Ryan has seen it all during the last quarter century—as a player, junior golf coach, college golf coach and currently as a mentor to some of the world’s top junior golfers. That means the longtime coach has witnessed the entire spectrum of golf dads and parents, from “healthy and loving” to what he called “Crazy Town.”
“Crazy Town is a land of delusion, frustration and slow, painful failure,” Ryan wrote. “It’s a place where the whole point of the process is missed.
“For me, golf is not about where a kid places in a tournament or shoots; it’s about teaching young people the habits and skills they need to succeed at everything, not just golf. Nowadays, too many parents and coaches create zero-sum evaluations during a child’s most fragile and important stages of maturation and development. The result is not only athletic failure, but also the erosion of faith in family, coaching and the process of success.”
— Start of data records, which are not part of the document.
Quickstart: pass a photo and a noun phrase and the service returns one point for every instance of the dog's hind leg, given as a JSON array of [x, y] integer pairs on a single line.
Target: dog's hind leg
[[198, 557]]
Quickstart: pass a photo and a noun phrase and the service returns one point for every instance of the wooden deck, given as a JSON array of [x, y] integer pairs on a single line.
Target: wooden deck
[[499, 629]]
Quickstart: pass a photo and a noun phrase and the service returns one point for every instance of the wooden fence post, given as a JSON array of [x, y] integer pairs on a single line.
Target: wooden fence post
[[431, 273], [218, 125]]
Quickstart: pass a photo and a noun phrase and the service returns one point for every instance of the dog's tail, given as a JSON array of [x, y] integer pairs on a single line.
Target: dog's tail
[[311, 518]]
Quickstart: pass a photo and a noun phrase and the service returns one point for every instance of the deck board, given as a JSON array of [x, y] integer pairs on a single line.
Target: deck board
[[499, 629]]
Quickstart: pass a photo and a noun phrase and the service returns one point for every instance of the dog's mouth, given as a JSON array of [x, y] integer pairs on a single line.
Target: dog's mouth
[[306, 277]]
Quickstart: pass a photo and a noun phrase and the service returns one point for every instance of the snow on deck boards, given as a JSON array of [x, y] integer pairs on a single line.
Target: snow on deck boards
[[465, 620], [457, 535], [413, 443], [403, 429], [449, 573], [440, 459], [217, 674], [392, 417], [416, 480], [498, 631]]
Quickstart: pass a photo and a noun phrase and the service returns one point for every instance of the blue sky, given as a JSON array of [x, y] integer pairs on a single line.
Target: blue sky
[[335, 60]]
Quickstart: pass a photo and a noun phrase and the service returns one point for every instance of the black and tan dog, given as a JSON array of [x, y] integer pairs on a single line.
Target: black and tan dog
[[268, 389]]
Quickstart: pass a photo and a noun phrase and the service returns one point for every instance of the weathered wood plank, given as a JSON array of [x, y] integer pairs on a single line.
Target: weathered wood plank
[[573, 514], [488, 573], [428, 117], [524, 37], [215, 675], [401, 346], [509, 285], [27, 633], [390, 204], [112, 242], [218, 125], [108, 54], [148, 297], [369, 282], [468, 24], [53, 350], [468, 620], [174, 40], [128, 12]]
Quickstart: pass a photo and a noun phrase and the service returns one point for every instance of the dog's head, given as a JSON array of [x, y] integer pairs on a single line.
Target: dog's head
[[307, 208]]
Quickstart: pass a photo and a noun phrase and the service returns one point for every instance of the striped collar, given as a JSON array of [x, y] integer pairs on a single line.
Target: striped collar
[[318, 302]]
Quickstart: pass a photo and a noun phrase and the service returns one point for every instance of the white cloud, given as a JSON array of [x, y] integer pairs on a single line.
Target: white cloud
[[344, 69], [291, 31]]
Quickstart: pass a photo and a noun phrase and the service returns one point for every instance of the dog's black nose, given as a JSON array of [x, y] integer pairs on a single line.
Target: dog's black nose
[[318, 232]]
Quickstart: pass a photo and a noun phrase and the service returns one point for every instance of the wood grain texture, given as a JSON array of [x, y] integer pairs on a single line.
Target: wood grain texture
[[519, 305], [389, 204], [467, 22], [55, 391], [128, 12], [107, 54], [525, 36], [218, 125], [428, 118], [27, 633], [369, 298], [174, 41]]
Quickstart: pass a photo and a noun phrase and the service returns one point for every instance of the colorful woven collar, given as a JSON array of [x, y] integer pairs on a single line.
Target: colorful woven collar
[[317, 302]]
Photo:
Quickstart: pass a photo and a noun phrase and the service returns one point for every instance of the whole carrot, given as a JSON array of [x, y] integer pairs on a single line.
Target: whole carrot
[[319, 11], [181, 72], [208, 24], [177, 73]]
Even though I’m a dad and have spent most of my life connected to the game, golf-dad craziness never afflicted me. I never had the temptation. My daughters stayed away from golf (and I didn’t push). They sang in choir, joined drama club and played soccer.
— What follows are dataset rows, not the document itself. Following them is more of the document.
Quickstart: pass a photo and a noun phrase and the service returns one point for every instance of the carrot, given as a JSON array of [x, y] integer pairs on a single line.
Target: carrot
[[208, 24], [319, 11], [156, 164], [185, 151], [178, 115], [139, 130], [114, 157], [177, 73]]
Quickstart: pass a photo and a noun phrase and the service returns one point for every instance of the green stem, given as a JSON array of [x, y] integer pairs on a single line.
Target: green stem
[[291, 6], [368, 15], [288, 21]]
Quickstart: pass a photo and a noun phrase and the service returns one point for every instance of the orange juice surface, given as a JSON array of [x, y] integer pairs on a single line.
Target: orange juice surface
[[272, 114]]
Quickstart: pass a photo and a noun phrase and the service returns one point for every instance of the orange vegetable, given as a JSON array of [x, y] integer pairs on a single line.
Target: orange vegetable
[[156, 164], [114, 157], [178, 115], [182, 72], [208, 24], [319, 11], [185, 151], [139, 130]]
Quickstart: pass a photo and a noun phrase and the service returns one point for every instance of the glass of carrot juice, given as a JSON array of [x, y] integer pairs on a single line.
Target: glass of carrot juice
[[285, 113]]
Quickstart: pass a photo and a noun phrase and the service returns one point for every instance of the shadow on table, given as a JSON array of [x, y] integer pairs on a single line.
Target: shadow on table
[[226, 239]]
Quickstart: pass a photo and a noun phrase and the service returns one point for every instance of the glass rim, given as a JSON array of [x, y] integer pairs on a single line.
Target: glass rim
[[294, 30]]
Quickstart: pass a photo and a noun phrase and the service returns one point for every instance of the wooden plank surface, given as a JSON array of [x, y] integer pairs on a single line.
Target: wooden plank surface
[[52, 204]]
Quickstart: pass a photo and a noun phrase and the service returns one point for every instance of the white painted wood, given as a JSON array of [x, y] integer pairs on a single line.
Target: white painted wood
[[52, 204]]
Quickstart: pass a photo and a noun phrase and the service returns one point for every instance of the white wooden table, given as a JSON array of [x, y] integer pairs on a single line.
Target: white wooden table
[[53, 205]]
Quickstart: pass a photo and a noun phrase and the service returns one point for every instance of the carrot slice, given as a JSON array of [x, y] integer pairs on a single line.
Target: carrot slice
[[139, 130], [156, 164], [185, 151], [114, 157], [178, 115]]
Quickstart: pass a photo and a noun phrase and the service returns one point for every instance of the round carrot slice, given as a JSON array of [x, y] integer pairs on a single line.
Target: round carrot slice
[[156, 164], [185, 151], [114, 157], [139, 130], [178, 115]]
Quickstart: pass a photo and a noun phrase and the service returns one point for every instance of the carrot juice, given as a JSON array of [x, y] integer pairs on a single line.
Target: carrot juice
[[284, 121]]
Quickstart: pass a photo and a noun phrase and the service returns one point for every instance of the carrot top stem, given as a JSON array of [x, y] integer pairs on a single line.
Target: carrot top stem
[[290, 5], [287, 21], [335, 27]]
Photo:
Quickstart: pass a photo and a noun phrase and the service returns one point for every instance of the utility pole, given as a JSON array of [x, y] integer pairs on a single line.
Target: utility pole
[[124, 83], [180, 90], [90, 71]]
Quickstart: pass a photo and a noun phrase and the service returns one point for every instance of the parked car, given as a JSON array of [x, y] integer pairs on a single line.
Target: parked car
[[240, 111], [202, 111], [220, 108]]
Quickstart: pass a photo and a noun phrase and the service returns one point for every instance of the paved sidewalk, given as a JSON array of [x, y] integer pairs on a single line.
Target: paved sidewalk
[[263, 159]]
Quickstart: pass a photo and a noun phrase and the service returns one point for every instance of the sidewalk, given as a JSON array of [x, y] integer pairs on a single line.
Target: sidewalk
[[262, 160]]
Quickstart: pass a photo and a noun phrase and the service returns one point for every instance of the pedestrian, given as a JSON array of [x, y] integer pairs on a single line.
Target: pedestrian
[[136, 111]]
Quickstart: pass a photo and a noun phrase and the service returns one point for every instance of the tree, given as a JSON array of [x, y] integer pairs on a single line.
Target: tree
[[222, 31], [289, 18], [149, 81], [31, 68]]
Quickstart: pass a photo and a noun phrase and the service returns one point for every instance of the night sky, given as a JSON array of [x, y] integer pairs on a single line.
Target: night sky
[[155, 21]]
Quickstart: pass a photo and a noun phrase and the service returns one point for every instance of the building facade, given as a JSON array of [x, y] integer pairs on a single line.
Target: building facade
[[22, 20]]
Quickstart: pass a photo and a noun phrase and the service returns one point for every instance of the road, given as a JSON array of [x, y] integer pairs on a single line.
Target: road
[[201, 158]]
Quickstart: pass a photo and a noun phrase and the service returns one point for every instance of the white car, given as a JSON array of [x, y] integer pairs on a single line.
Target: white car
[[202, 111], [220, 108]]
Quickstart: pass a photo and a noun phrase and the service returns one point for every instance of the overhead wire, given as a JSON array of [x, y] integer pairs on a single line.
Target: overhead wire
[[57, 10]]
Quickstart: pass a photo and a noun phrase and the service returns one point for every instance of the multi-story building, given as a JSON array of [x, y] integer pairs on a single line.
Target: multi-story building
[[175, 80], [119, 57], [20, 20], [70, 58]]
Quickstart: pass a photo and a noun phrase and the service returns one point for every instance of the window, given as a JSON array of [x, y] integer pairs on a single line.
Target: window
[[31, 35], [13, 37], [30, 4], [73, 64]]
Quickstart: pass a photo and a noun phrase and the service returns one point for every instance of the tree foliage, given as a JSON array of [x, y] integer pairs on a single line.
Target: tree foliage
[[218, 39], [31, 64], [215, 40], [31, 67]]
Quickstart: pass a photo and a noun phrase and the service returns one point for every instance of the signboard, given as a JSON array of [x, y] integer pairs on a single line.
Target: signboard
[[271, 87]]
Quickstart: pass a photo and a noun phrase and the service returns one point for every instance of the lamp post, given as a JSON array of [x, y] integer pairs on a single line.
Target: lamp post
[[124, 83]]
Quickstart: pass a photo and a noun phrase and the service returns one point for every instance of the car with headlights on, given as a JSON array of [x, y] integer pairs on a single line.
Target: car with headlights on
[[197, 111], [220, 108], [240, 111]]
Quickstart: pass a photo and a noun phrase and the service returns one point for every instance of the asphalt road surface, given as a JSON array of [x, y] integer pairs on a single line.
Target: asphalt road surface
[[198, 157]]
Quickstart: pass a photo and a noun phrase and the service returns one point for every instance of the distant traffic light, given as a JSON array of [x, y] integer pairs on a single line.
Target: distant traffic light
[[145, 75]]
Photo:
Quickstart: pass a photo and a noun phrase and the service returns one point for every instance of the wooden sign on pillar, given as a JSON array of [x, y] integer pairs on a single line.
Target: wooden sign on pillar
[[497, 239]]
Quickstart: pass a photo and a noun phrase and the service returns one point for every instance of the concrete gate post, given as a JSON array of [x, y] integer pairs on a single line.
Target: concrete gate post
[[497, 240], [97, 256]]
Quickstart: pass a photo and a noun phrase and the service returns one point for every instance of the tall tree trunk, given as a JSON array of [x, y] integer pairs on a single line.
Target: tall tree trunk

What about you? Have you visited the land of delusion? Are you living there?
Ryan offered three considerations for golf dads.
First, he said “know where you end and your child begins.” If you’re using “we”—as in “we played,” “we shot,” “we won”—there’s a problem. There needs to be separation and a healthy distance. Allow your child to experience, and own, his or her golf game without your interference.
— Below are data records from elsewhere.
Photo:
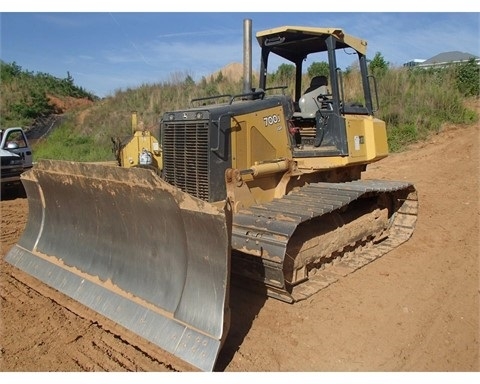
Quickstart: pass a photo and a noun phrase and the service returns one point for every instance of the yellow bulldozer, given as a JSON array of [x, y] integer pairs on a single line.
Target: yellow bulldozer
[[260, 185]]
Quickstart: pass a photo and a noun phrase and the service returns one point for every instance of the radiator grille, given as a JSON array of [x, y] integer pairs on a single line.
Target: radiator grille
[[185, 156]]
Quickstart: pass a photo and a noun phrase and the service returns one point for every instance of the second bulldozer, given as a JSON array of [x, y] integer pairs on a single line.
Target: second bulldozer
[[258, 184]]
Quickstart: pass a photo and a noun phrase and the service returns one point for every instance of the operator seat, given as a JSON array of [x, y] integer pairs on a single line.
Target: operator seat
[[309, 103]]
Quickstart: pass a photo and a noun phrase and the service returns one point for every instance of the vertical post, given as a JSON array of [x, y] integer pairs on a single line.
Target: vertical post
[[247, 55]]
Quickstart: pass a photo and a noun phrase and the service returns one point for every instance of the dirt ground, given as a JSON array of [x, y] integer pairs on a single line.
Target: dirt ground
[[416, 309]]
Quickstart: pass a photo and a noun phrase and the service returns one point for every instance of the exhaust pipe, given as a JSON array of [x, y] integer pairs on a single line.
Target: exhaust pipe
[[247, 55]]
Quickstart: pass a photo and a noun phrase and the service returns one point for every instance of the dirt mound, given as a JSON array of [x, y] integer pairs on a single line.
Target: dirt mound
[[232, 72], [416, 309], [61, 105]]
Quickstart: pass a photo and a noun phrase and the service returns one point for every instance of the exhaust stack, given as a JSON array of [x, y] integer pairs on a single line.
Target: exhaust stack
[[247, 55]]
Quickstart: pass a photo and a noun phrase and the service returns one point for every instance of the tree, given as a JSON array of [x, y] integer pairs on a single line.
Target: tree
[[285, 73], [319, 69], [378, 66]]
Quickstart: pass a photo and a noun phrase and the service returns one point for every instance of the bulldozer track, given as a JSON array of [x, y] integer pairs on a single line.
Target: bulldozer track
[[268, 228]]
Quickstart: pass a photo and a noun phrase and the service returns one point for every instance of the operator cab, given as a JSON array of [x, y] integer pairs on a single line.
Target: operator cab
[[318, 122]]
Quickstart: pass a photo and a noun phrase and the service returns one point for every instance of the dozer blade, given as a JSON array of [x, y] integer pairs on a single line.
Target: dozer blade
[[133, 248]]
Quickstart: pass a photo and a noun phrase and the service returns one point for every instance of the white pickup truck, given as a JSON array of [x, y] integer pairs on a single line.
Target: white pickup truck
[[16, 155]]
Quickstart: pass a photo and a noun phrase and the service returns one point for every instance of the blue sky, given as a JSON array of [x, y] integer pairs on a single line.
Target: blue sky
[[110, 48]]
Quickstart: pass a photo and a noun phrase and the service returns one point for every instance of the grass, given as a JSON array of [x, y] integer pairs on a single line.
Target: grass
[[413, 103]]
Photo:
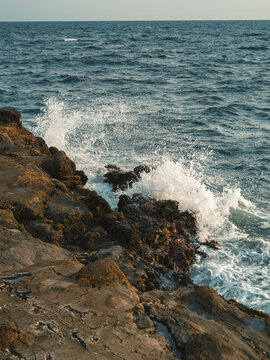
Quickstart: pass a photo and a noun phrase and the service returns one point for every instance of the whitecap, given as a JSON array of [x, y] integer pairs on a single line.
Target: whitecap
[[70, 39]]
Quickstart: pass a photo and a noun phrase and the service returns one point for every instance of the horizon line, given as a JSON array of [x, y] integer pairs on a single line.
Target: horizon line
[[153, 20]]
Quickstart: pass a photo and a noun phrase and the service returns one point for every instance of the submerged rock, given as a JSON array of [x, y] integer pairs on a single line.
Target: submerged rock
[[122, 180], [120, 283]]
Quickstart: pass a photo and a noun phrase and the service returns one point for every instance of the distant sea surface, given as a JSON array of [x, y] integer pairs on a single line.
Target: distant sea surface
[[190, 98]]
This is a perfect segue to a second consideration. The interest and motivation need to come from the kid. The kid is the one who must put in the time and hard work to improve and excel, and the one who must embrace the journey. It’s up to her or him.“[Y]our child is either going to have ignition and work at their game or not,” Ryan wrote. “If they don’t, then I recommend you help your child find another endeavor that does create a spark in them.”
Lastly, Ryan highlighted the work of Dr. Richard Learner, a researcher at Tufts University and the chair of the Institute of Applied Research in Youth Development. Learner is a proponent of the 5 C’s for child development: competence, confidence, connection, character and caring. Jean Cote, another researcher, has identified another C specifically for sports: competition. The idea is that when young people are focused on these six C’s, they will be more fully human and successful no matter what they do in life.
The implication seems clear. Our job as dads (and parents) is to encourage this type of healthy development in our kids. For their sake. Not for our glory. OK, maybe just a teeny bit of glory.